That is not an undefined program.... the code you just presented
was completely defined. An an example of an undefined program
with respect to assert is as follows.

assert(x==1);
assert(y==2);


Lets say the compiler was not smart enough to see that these
could not both be true. There is no way the compiler can produce
and thing that is correct because they both cannot be true. There
will always be sets of conditions that the compiler can not prove
to be contradictory(because of the halting problem) but that are.
That is an undefined program...

> The "undefined behavior" is that it allows these two to be 
> equivalent programs.

That is not the undefined behavior

> You can reason about why the program isn't doing what you want, 
> so it's not that it's an "undefined program", just that two (or 
> more) definitions of a program are equivalent as far as the D 
> spec is concerned.
>
> You don't know which one you can get, but you do know that they 
> are equivalent (because of your assertion).
>
> Actually, what's really weird is the fact that no one would be 
> complaining if asserts were always checked, even though the 
> above is exactly what you could get by the optimizer.
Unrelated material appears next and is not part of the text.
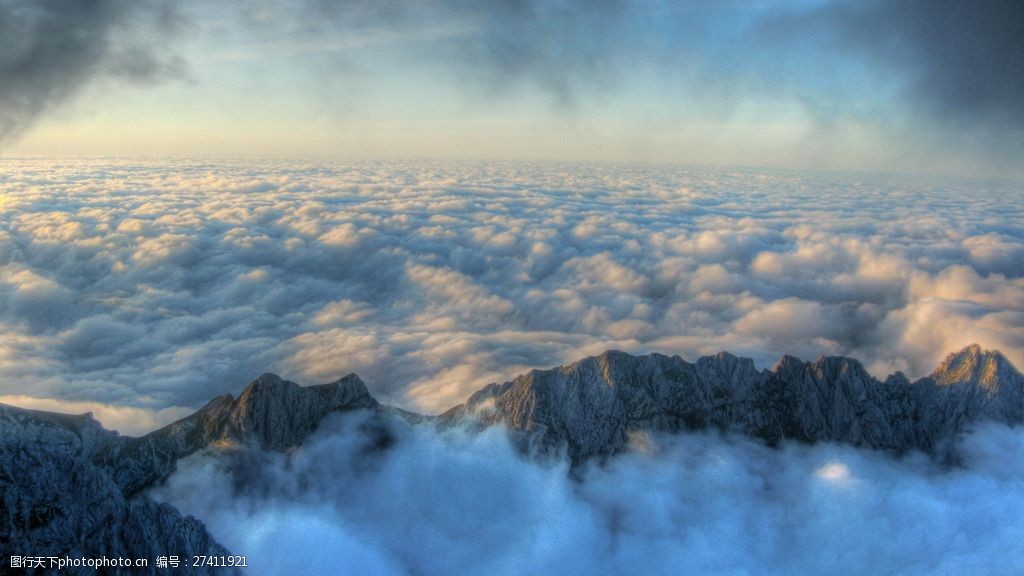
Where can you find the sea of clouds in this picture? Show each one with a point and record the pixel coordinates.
(139, 290)
(697, 503)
The real 
> strange thing is that you'd want the removal of checked asserts 
> to change the way your program can be optimized.

That is actually the point, no one would be complaining because
there would be nothing wrong. There would be no chance of
undefined behavior. If the check is always there then the program
will always know that after the assert the condition is true and
would be free to do any optimizations it wants. The undefined
behavior occurs when you optimized as if they are true but do not
check.